The village is home to England rugby league international Jon Wilkin and former Hull City player Chris Chilton.

==Education==
Thorngumbald Primary School is a local Primary School catering for children aged between 4 and 11. The school is a September 2007 amalgamation of Thorngumbald Infant and Junior Schools, now on a newly built site on Plumtree Road, originally the site used by Thorngumbald Infant School.

South Holderness Technology College in the village of Preston is the nearest secondary school. It caters for students from ages 11 to 16, with a Sixth Form College for those from 16 to 18. Thorngumbald is within the school's catchment area and buses provided by the school transport students of all age groups to and from the village in the morning and afternoon.

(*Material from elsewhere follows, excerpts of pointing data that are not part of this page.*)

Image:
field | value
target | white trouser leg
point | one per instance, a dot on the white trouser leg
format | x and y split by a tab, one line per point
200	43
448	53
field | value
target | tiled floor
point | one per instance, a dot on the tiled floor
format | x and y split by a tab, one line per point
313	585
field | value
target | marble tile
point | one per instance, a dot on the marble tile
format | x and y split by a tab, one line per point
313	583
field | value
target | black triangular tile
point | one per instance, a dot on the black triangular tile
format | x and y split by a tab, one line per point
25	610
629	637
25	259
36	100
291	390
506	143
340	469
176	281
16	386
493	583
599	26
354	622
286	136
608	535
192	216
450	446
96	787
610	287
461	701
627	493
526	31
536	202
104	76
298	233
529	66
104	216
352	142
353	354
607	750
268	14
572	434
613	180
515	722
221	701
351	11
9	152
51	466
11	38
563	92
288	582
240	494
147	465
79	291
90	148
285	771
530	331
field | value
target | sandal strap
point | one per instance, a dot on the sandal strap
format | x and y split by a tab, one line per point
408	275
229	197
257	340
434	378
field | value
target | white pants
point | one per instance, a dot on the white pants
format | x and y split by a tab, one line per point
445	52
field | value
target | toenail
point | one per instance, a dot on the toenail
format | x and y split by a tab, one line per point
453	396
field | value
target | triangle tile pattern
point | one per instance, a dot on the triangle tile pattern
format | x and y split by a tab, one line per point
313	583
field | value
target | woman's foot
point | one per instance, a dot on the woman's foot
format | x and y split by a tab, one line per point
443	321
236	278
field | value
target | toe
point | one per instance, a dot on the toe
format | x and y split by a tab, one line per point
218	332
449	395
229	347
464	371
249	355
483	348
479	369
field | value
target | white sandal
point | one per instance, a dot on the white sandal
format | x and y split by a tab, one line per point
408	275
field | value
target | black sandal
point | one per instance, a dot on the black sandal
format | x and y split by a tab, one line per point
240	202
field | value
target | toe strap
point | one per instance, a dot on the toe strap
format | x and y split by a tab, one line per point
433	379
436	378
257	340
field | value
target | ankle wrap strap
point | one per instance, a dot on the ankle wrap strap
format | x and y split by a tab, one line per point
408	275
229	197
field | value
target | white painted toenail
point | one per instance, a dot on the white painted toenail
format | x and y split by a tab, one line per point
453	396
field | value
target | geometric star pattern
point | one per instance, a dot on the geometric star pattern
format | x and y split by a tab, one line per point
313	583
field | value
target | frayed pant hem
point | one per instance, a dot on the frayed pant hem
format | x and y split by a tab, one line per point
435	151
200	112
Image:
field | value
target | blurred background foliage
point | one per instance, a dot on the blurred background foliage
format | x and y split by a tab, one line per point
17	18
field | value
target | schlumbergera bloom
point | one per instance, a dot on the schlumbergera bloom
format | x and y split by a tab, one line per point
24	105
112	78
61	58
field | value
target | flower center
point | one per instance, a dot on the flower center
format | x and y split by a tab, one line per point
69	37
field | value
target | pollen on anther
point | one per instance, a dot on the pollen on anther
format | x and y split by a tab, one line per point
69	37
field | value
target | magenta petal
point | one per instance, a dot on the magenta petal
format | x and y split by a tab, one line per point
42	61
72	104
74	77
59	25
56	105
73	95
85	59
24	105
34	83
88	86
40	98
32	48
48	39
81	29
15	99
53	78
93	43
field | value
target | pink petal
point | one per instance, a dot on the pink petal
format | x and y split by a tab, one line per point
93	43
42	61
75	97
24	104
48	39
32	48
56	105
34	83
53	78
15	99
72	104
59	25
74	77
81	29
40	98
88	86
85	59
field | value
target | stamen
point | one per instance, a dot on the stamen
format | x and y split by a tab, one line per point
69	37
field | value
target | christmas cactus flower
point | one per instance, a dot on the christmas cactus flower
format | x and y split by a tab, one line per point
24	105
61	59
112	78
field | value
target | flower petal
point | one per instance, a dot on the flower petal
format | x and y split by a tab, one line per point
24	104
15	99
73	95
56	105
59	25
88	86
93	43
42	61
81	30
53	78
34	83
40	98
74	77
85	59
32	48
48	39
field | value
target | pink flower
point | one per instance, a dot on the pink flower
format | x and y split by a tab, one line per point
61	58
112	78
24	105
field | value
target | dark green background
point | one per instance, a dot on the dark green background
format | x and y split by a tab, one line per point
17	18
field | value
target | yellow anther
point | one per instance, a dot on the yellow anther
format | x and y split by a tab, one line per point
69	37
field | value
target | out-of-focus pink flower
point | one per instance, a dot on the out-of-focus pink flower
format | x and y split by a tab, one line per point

In September 2013, the village briefly gained local attention due to bus pass prices to and from South Holderness School. BBC Look North (East Yorkshire and Lincolnshire) were present throughout the village interviewing students and their parents. The prices currently stand at £540 per bus pass for one academic year to travel to and from the school, provided you live three miles or less away from the school. Since this event, there have been a few minor protests including petitions and some of the students who have to pay for the school bus pass, getting on the public bus service as it is much cheaper.

There is a nursery on Grange Road.

==Transport==
The village was once served by a railway linking Withernsea and Hull at Ryehill and Burstwick station. It closed in 1964 following the Beeching cuts. Thorngumbald is now served by EYMS daily bus routes linking the village to Withernsea and Hull.

==Sport==

The village has its own football club which competes in the Hull & District Youth Football League And Cup, Thorngumbald Barrons who play their home matches on the playing fields on Plumtree Road.